The game was less about the brick wall Aaron Rodgers has splatted the Jets into and more about the Patriots showing a sign that they might be slowly forming into… something. Despite losing Maye to a concussion, Jacoby Brissett showed why he’s a dependable backup quarterback, helping lead the team on its final drive of the day. Despite only being 2-6 on the season, the New England locker room is probably a lot different today than the darkness the 2-6 Jets find themselves in. Don’t worry, they’ll land Shedeur Sanders. And ruin him too.

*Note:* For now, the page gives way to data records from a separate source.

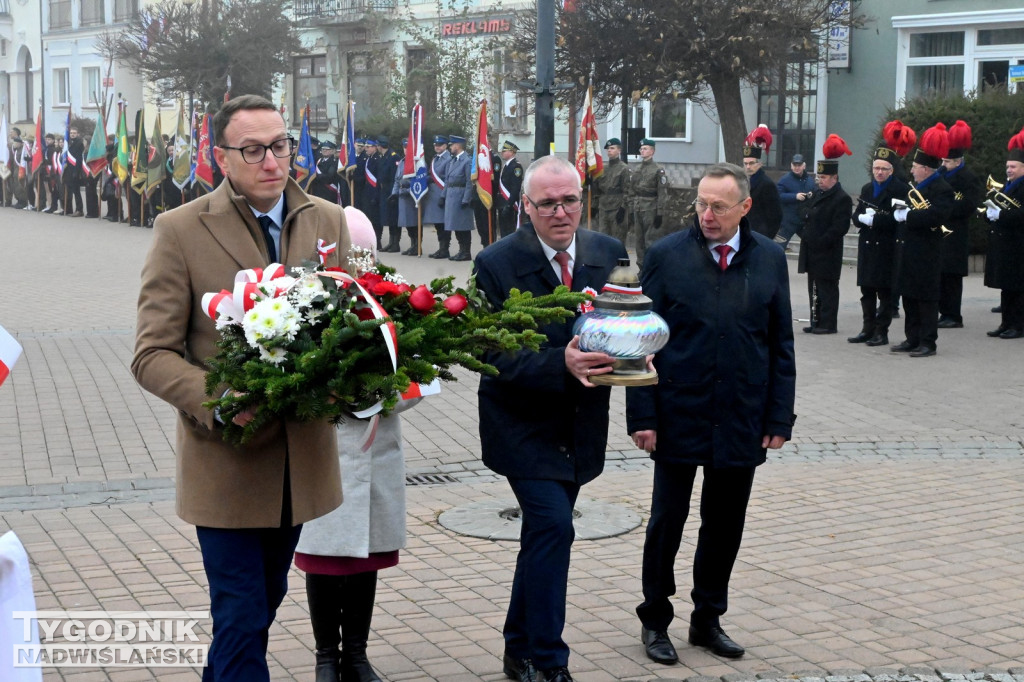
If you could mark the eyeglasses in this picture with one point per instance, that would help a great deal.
(719, 210)
(254, 154)
(549, 208)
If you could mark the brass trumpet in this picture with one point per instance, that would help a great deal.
(918, 201)
(995, 199)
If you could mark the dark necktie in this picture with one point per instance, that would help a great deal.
(562, 258)
(265, 223)
(723, 255)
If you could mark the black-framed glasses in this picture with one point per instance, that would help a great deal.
(717, 209)
(550, 207)
(254, 154)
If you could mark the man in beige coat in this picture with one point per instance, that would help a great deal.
(248, 503)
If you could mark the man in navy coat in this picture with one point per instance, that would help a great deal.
(725, 395)
(543, 424)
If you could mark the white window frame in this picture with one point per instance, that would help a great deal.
(970, 24)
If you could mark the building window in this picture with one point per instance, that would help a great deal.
(92, 12)
(61, 87)
(125, 10)
(92, 93)
(310, 87)
(59, 14)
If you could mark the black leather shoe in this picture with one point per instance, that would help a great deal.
(518, 669)
(560, 674)
(717, 641)
(658, 646)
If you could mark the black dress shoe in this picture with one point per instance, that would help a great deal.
(518, 669)
(560, 674)
(658, 646)
(714, 638)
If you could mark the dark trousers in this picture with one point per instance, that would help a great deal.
(723, 511)
(823, 295)
(950, 294)
(537, 609)
(247, 569)
(921, 322)
(877, 308)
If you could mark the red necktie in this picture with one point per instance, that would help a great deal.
(562, 258)
(723, 255)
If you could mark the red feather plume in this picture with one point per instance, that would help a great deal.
(935, 141)
(760, 136)
(898, 137)
(835, 147)
(960, 136)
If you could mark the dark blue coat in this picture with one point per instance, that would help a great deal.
(727, 377)
(537, 420)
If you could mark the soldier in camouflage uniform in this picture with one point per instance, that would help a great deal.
(610, 188)
(648, 195)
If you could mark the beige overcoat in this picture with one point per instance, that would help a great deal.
(198, 248)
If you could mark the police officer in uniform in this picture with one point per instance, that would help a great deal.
(509, 188)
(955, 247)
(458, 199)
(649, 196)
(610, 187)
(433, 208)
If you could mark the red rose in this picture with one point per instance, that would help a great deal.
(421, 299)
(455, 304)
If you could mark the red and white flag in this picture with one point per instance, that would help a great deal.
(9, 352)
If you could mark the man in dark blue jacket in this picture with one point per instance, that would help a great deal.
(543, 424)
(727, 383)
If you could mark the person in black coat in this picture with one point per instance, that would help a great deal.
(826, 221)
(725, 395)
(877, 248)
(1004, 269)
(955, 247)
(543, 424)
(919, 249)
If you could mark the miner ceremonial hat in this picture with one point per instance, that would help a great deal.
(834, 147)
(897, 140)
(760, 138)
(933, 146)
(960, 139)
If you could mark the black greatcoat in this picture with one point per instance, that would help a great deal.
(919, 244)
(1005, 264)
(826, 222)
(955, 248)
(727, 377)
(537, 420)
(877, 245)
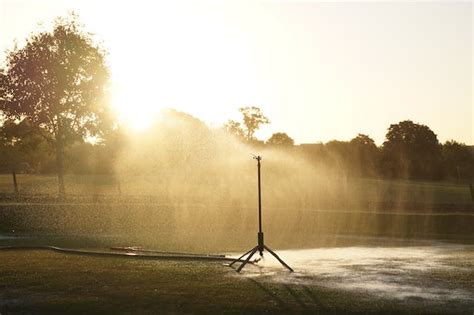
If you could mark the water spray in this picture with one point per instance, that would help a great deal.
(261, 247)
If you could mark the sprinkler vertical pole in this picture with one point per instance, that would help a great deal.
(260, 232)
(260, 243)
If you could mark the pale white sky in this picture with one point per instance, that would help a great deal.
(318, 70)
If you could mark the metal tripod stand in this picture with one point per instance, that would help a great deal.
(260, 243)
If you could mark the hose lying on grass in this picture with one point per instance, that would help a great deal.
(128, 254)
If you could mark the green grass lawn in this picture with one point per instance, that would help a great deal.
(37, 282)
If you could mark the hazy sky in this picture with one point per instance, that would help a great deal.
(318, 70)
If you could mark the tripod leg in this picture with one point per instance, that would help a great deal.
(279, 259)
(239, 258)
(254, 250)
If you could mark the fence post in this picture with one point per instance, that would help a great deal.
(471, 188)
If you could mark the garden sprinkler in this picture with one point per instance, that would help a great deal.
(260, 243)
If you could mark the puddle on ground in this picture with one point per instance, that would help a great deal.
(439, 272)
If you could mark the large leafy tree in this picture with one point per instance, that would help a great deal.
(364, 155)
(252, 118)
(58, 81)
(411, 150)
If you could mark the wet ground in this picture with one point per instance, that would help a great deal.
(438, 273)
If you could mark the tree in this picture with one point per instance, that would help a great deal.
(411, 150)
(280, 138)
(58, 81)
(234, 128)
(364, 155)
(253, 119)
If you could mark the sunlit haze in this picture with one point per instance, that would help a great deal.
(318, 70)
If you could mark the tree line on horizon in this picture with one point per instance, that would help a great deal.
(53, 98)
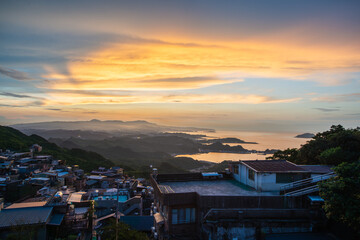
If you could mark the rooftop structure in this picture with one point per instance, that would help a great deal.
(211, 188)
(24, 216)
(274, 166)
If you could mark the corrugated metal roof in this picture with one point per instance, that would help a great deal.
(56, 219)
(140, 223)
(24, 216)
(273, 166)
(27, 204)
(317, 168)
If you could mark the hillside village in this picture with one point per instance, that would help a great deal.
(42, 197)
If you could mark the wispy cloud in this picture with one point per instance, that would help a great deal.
(328, 109)
(15, 95)
(14, 73)
(351, 97)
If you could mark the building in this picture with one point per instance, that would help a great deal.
(221, 206)
(268, 175)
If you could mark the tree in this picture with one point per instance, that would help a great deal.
(342, 195)
(331, 147)
(124, 232)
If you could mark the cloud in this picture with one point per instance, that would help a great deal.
(14, 95)
(76, 98)
(14, 73)
(351, 97)
(25, 104)
(328, 109)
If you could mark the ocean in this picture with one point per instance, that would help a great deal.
(265, 140)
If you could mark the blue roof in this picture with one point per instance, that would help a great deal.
(56, 219)
(24, 216)
(316, 199)
(140, 223)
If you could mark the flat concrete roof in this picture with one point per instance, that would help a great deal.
(213, 188)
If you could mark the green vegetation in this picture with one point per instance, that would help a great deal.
(342, 195)
(339, 147)
(331, 147)
(15, 140)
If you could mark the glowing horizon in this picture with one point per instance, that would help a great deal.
(245, 65)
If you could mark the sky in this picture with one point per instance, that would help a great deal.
(228, 65)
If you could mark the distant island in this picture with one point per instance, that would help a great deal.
(227, 140)
(305, 135)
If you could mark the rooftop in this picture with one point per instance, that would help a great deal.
(30, 215)
(212, 188)
(273, 166)
(317, 168)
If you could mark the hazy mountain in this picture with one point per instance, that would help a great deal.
(114, 126)
(305, 135)
(17, 141)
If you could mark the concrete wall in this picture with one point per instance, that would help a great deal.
(262, 181)
(243, 176)
(268, 182)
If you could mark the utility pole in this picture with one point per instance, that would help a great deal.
(116, 213)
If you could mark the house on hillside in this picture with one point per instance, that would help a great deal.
(271, 175)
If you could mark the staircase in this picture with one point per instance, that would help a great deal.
(305, 186)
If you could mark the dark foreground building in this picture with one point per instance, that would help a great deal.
(216, 206)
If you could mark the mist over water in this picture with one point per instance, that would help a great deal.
(265, 140)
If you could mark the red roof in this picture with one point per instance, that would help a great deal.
(273, 166)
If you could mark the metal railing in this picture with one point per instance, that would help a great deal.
(303, 191)
(306, 182)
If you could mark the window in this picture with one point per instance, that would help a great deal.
(251, 174)
(183, 215)
(288, 177)
(236, 169)
(174, 216)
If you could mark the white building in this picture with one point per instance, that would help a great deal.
(268, 175)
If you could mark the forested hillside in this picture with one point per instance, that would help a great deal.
(15, 140)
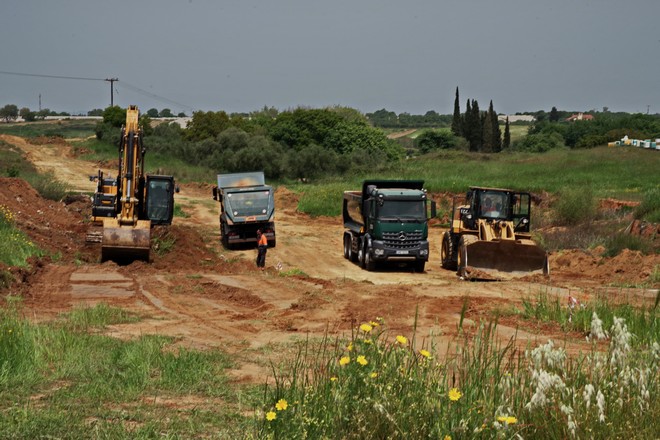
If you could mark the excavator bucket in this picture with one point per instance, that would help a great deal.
(502, 259)
(125, 243)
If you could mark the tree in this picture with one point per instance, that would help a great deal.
(554, 115)
(506, 142)
(456, 121)
(27, 115)
(9, 112)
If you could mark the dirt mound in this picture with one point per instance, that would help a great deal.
(629, 267)
(55, 227)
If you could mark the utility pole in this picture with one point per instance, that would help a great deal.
(112, 94)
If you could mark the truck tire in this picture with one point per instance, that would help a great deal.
(369, 263)
(463, 256)
(447, 252)
(361, 253)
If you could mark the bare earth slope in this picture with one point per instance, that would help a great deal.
(205, 296)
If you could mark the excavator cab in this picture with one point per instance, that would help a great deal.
(160, 199)
(489, 236)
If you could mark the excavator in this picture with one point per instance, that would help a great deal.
(489, 236)
(130, 204)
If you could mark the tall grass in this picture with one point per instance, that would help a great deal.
(64, 380)
(15, 247)
(378, 384)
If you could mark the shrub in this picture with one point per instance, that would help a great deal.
(575, 205)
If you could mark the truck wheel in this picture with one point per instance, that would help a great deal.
(447, 254)
(369, 263)
(361, 254)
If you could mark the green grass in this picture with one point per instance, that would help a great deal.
(380, 384)
(607, 172)
(61, 380)
(15, 246)
(65, 128)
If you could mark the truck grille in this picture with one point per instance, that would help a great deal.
(402, 240)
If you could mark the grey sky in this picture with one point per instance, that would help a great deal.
(405, 56)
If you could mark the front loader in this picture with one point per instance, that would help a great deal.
(489, 236)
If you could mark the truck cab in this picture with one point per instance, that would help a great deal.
(387, 221)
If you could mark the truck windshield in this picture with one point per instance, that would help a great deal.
(494, 205)
(402, 210)
(248, 203)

Barring catastrophic injury, the Patriots are constructing a team that has no use for Sanders as the No. 1 pick. New England needs a tackle, despite the tantalizing presence of Travis Hunter in the top three. If they land No. 1, they can trade down in order to grab either Will Campbell out of LSU or Kelvin Banks Jr. out of Texas. According to Tankathon, both offensive tackles will only be available until the fifth pick (Campbell going No. 5 to the Jacksonville Jaguars, Banks to the Los Angeles Rams at No. 12).
The win Sunday knocked the team out of the No. 1 slot down to No. 3 in the potential draft order, but let’s not goad ourselves into thinking the Patriots are really a good team that got off to a bad start. There’s a reasonable argument to be made that the team should be 4-4 and in the hunt right now, but the Patriots are still bad. They have a chance to win two in a row when they visit Tennessee Sunday, and could stitch together another 2-3 wins along the way toward January. A 6-11 season is not likely to land No. 1, not with Carolina and the Jets (and Giants and Cardinals and Browns and Raiders and Jaguars) mucking up the process. If you’d rather the Patriots remain in competition with those losers for draft capital, then might we introduce you to the Jets? Still accepting fandom.

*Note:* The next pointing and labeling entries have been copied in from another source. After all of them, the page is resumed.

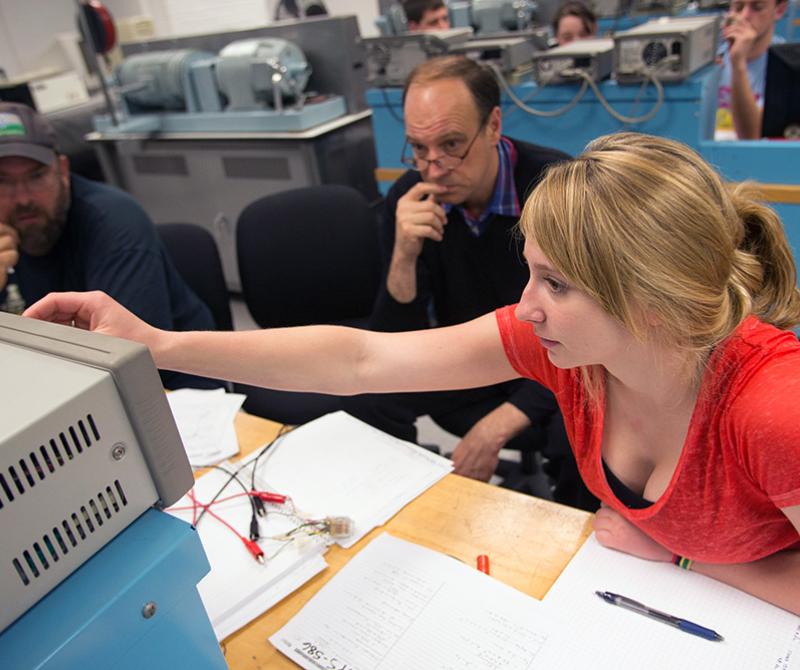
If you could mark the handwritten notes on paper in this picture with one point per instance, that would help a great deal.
(399, 605)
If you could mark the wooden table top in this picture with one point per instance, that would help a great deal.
(529, 541)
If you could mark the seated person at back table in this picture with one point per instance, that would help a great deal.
(61, 232)
(425, 15)
(449, 252)
(748, 31)
(659, 310)
(574, 21)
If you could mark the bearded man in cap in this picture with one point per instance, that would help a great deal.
(61, 232)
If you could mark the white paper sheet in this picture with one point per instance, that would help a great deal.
(398, 605)
(238, 589)
(340, 466)
(757, 635)
(205, 423)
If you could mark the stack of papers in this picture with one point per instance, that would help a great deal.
(333, 466)
(238, 588)
(340, 466)
(399, 605)
(205, 423)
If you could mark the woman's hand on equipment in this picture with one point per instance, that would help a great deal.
(94, 311)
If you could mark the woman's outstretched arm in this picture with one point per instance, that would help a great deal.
(327, 359)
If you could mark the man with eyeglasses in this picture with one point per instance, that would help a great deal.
(748, 31)
(450, 254)
(60, 232)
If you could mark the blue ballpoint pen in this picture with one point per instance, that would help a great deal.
(677, 622)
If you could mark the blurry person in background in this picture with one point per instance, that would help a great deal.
(424, 15)
(574, 21)
(748, 31)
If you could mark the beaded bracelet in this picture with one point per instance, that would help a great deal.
(681, 562)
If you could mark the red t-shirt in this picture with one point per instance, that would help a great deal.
(741, 460)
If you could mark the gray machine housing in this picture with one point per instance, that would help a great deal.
(594, 56)
(691, 40)
(510, 54)
(87, 444)
(220, 173)
(390, 58)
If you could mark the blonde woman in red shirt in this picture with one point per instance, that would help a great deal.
(658, 310)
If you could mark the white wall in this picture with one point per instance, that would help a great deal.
(28, 28)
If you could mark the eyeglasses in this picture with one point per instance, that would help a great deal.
(453, 155)
(38, 182)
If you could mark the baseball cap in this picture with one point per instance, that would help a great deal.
(24, 132)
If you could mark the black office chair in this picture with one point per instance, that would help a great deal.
(306, 256)
(194, 253)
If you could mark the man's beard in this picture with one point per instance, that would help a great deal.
(40, 239)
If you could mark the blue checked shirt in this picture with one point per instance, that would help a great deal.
(504, 200)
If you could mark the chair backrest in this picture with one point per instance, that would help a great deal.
(194, 253)
(309, 255)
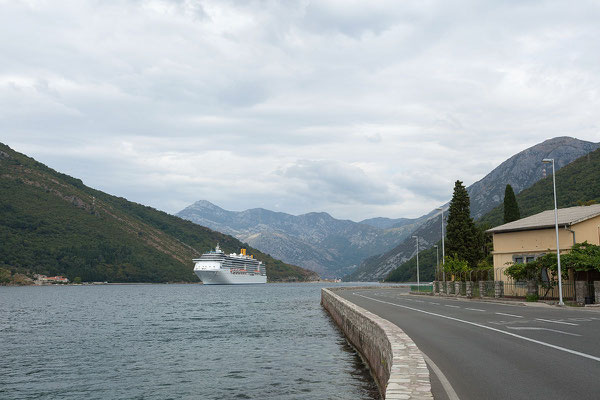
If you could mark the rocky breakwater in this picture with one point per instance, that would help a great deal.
(395, 361)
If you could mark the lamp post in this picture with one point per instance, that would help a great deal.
(548, 161)
(418, 281)
(437, 260)
(443, 252)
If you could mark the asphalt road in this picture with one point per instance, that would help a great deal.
(497, 351)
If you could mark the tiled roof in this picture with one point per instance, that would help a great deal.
(545, 219)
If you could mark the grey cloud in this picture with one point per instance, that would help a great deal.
(336, 181)
(436, 91)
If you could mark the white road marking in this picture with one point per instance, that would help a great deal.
(553, 346)
(556, 322)
(443, 380)
(531, 328)
(510, 315)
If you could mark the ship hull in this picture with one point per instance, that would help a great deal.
(225, 277)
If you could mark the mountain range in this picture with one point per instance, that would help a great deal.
(520, 171)
(371, 248)
(316, 241)
(51, 223)
(577, 183)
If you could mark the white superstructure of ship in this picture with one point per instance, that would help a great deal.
(217, 268)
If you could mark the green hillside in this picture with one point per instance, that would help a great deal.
(407, 272)
(52, 223)
(576, 184)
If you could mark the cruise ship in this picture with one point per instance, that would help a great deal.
(217, 268)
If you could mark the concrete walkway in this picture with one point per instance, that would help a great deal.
(497, 350)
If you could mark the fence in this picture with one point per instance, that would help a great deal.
(519, 289)
(422, 288)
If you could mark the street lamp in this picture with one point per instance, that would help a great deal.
(548, 161)
(418, 281)
(437, 260)
(443, 250)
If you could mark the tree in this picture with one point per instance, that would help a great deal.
(463, 239)
(511, 208)
(582, 257)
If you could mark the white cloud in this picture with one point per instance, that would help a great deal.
(253, 104)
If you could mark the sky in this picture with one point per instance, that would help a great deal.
(360, 109)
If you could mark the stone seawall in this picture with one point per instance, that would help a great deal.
(395, 361)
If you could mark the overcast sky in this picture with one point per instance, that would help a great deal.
(357, 108)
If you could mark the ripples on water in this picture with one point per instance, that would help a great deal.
(174, 341)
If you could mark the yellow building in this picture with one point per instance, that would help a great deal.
(528, 238)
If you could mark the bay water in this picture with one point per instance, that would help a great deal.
(269, 341)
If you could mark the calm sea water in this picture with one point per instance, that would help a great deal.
(174, 341)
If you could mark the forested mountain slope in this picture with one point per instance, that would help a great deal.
(52, 223)
(520, 171)
(576, 184)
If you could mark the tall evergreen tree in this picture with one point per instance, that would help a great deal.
(511, 208)
(463, 239)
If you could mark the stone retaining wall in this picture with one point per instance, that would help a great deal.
(395, 361)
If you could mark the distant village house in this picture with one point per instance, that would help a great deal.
(45, 280)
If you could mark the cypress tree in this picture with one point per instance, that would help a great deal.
(463, 239)
(511, 208)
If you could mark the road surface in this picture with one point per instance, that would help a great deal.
(488, 350)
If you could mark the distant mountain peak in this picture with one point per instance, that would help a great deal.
(206, 204)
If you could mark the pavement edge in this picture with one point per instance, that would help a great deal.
(395, 360)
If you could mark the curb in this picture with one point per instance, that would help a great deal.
(399, 367)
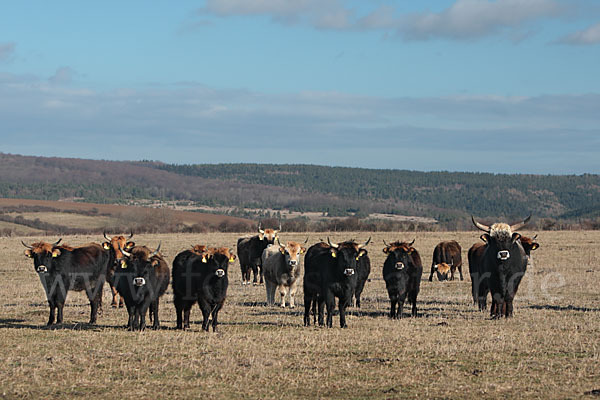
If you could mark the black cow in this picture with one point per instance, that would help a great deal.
(446, 254)
(114, 244)
(402, 272)
(503, 265)
(141, 278)
(250, 252)
(330, 272)
(475, 267)
(64, 268)
(200, 277)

The San Diego (I know) Chargers finished 5-12 last season and landed the fifth pick in the draft. They selected the best offensive tackle in the class, Joe Alt from Notre Dame. Are we really frightened enough that the Patriots are going to insist on becoming anything more competitive than that over the final nine games?
Mayo was thrust into an impossible situation with the talent he inherited after years of the franchise enabling its twilight head coach to handle the drafting. Nobody really thought the Patriots could be an ambitious team, particularly after Eliot Wolf was finished with the board in 2024, otherwise known as “Drake Maye and…woof.” But now that they have the quarterback, the most difficult position on which to hit jackpot, it’s time for the Patriots to build toward something else. Save the top pick sweepstakes for the normal participants. Slowly building a winning culture after attainting those picks is where the annual losers tend to fail. If Mayo and the Patriots managed a semblance of that in Week 8, there is an entire second half of the season to allow it to swell into something compelling. Maybe even something worth rooting for.

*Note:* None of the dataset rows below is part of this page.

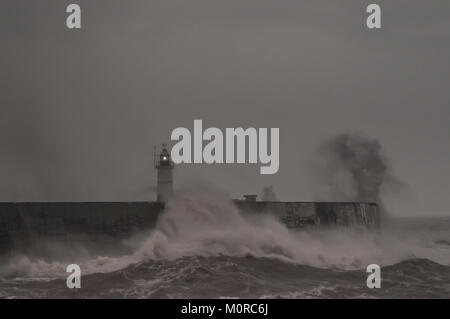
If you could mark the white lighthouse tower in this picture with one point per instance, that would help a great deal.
(164, 167)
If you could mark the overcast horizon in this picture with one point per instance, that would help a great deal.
(82, 110)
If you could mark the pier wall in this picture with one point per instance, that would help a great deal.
(22, 225)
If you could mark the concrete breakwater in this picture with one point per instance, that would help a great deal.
(23, 225)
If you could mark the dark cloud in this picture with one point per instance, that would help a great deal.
(81, 110)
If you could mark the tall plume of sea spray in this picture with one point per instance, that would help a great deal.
(351, 167)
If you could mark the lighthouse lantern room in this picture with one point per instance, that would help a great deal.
(164, 167)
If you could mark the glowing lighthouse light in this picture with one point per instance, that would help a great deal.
(164, 168)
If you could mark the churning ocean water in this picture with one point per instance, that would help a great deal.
(204, 249)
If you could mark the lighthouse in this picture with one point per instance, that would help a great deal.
(164, 167)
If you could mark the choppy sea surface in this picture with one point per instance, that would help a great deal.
(199, 250)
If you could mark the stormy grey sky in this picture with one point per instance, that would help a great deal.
(81, 110)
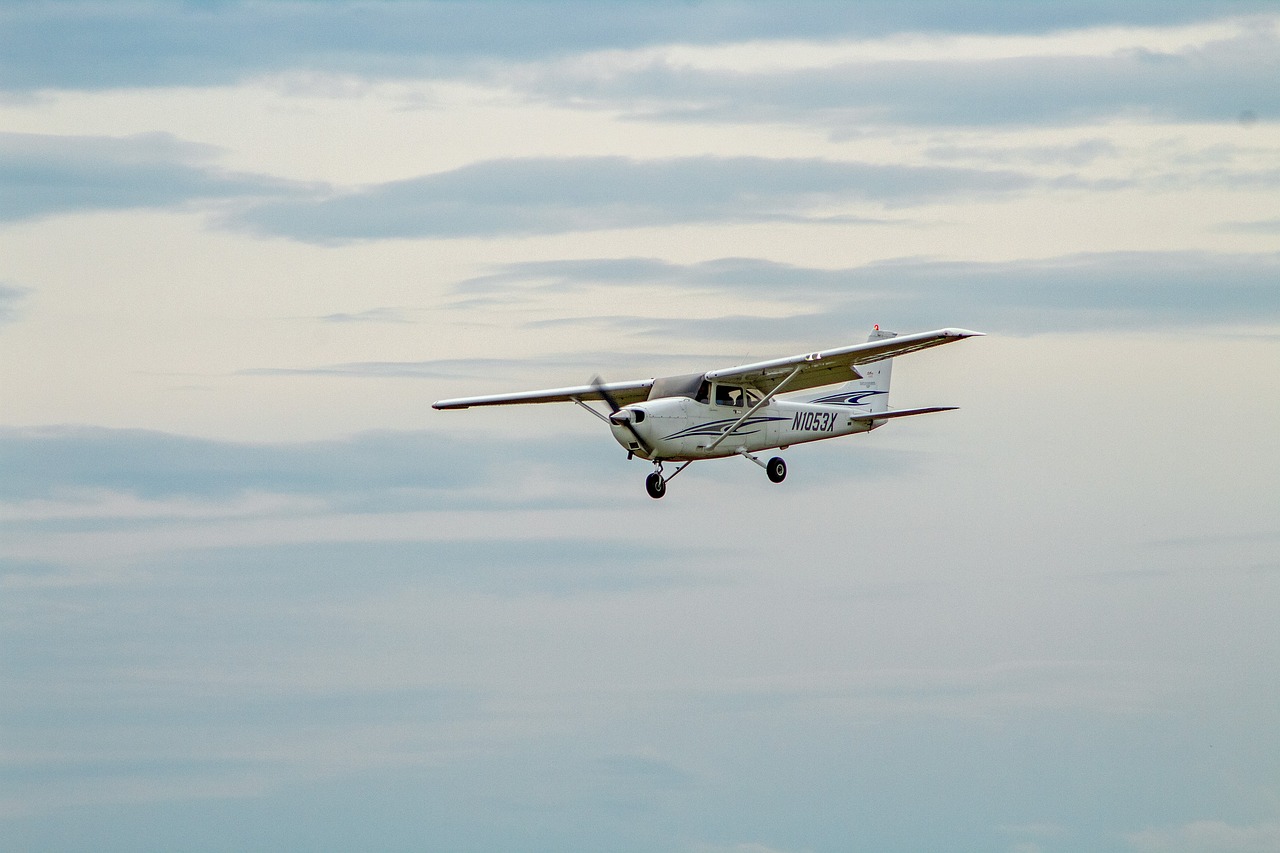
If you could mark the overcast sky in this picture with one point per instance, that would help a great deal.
(256, 594)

Intangibles are an aspect that can be ridiculed, especially in a gridiron world where the dorks who ruined baseball are coming after the NFL. But when you find some, after all but giving up hope, that’s something to celebrate.
There are currently eight NFL teams with two wins to their name. The Panthers and Titans both only have one win. That’s an awful lot of competition for a top-10 pick. Don’t let Sunday change your perception.
The Patriots are right there with them. Another win or two isn’t going to change much.
But to tank for the sake of landing an extra draft pick by trading the coveted top slot? That’s a dangerous cycle that it can be difficult from which to escape. The Patriots’ final drive on Sunday should have meant more than draft position. It’s the first time we’ve seen a late-game, offensive response from them as a team.
That could prove more worthy for Mayo than wondering all season about which side of the ball Hunter will play.